BBA graduate Luke Browne is a shining example of what the 40-week course can help you to achieve. Having worked across the world thanks to the training he gained with us, he is now planning to set up his own UK company, where he hopes to employ other BBA graduates.
Luke Browne was planning to go to university when he made a last-minute change of direction and navigated towards the BBA. It’s a decision he has never regretted, and one which has allowed him to work at boatyards across the globe.
Speaking from his current project refitting superyachts in Vancouver, Canada, Luke explained: “I had travelled abroad after leaving school with no A Levels and then came back to jobs as a site labourer and in a couple of factories. I was 20, I had no direction, and I wanted a fulfilling career.
“I had an offer to study at Durham when my mum handed me a flyer from the BBA. She wanted me to find my path and I didn’t know it at the time, but her father and his father before him had been shipwrights – I think she saw some similar traits in me.
“Using the small amount of money I had saved, loans from family and a small grant from the Worshipful Company of Shipwrights, I enrolled, bought some tools and headed to Lyme.
“During the course I built a small Canadian canoe which took me six weeks. I then got to work on the other boats alongside my classmates. I can honestly say that being at the BBA was one of the best periods of my life. I soaked up everything I was taught, lived on site with a great bunch of people and generally felt part of something.” Luke was offered a job by Spirit Yachts and went there straight after the end of the course. He worked at Spirit for two years and then moved in to furniture making at Bridger and Buss, near Exeter, but he missed working on boats.

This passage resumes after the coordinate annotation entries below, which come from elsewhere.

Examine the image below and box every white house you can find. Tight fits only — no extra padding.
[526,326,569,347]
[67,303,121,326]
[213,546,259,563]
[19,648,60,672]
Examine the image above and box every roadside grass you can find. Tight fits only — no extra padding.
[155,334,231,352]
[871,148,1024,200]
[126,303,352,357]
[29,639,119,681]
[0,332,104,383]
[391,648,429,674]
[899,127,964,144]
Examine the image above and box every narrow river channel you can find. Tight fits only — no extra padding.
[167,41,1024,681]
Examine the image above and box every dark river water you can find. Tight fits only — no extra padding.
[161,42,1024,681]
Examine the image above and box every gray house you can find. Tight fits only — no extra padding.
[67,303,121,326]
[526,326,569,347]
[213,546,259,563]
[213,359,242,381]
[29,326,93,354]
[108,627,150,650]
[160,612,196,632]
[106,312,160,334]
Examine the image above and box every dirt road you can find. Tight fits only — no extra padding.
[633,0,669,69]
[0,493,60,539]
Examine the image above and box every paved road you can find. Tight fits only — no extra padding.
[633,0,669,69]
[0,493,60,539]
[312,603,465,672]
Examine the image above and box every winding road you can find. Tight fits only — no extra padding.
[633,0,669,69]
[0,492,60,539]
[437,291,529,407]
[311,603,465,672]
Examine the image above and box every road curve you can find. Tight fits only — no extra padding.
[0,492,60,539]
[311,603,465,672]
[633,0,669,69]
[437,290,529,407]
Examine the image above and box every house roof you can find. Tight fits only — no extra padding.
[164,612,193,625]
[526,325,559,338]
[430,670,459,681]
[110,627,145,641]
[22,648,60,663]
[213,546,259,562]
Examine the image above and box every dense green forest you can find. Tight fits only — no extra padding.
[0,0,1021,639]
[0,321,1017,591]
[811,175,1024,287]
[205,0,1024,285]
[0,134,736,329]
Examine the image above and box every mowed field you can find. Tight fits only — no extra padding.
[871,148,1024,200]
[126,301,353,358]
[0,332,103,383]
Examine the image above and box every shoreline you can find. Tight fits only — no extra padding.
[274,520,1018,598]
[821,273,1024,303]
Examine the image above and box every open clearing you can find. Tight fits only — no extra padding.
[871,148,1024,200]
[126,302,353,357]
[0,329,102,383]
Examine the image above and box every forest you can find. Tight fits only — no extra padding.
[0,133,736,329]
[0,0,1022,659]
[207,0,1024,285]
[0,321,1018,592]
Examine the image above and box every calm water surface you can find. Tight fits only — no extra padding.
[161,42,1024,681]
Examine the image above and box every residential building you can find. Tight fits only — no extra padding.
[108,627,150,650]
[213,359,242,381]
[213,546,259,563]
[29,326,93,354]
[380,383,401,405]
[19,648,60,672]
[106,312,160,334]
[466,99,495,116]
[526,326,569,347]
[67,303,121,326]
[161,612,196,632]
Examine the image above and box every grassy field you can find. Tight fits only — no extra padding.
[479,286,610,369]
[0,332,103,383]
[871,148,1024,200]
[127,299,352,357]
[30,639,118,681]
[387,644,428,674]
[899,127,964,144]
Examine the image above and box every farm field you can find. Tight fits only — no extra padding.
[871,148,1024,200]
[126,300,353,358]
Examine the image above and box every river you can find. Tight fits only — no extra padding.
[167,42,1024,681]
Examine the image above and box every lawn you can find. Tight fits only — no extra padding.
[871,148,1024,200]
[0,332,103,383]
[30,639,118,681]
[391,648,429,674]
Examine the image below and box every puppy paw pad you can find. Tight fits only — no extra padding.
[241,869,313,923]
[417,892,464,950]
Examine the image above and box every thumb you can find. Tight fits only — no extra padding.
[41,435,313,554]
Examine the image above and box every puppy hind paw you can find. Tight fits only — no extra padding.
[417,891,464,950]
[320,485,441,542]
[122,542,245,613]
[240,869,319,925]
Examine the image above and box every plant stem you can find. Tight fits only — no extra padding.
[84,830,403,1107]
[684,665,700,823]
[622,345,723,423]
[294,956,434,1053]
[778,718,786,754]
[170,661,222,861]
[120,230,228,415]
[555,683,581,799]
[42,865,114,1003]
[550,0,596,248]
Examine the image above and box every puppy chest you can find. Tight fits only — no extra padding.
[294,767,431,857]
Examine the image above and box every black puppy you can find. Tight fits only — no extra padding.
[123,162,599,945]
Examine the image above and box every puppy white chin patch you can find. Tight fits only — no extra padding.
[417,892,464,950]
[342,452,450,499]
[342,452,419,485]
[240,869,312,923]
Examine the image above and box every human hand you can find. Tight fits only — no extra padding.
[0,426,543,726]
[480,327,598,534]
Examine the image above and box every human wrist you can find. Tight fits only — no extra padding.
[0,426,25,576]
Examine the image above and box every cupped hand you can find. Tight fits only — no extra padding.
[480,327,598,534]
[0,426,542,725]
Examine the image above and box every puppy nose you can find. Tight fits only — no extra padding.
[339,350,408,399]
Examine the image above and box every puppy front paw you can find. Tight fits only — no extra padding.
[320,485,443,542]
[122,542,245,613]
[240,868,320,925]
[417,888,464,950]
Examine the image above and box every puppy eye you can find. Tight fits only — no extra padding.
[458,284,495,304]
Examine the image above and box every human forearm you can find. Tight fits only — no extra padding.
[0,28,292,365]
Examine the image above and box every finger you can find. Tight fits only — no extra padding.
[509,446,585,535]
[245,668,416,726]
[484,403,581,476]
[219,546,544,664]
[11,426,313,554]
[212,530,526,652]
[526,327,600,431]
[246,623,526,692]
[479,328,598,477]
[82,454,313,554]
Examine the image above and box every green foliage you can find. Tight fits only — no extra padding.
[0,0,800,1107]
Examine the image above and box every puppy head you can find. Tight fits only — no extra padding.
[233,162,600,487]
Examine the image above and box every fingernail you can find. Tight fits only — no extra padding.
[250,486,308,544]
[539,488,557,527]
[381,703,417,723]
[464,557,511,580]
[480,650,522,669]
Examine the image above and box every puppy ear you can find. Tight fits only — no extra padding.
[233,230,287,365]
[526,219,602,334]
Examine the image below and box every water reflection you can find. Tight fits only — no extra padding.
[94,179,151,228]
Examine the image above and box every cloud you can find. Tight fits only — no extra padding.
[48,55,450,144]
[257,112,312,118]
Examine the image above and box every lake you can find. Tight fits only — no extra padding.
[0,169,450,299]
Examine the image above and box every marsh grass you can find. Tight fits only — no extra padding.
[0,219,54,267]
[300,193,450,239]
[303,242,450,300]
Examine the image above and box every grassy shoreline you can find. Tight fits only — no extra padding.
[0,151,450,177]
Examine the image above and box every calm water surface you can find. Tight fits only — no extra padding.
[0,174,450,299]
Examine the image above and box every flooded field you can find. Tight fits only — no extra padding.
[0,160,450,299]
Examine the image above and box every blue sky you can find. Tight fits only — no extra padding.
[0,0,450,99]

Luke then applied for a job advertised on the private Boat Building Academy Graduates’ network. He was offered the post. It took six months to get all the paperwork and work permits needed, but in July 2016 Luke went to work for E & S Yacht Maintenance in Tortola, British Virgin Islands where he was part of a small team of three providing woodwork, GRP, plumbing, electrics – the whole works – to private and charter boats, including 80ft catamarans.
Luke says it was a steep learning curve going into the marine industry: “The first year was very hard but one of the most important elements, the hand skills that I learned at the Academy, put me in good stead. The rest was down to patience, gaining experience and the connections you make along the way.”
He also spent some time at T Nielsens in Gloucester and refitted the Motor Yacht Alicia in Southampton.
Now working in Vancouver after being recommended by someone he met in the Caribbean, Luke has even employed five other BBA graduates to join his crew.
He said: “There is so much work for trained boat builders. Every place I have been has been literally crying out for them, so being able to bring people over from the BBA has been fantastic for them and us.”
Luke is now looking to take his impressive CV back to the UK, where he hopes to set up his own business in Plymouth, and hopefully employ more BBA graduates.
He concludes: “If you’re reading this and wondering if the BBA course is for you, take my advice and go for it. It was one of the best things I’ve ever done.”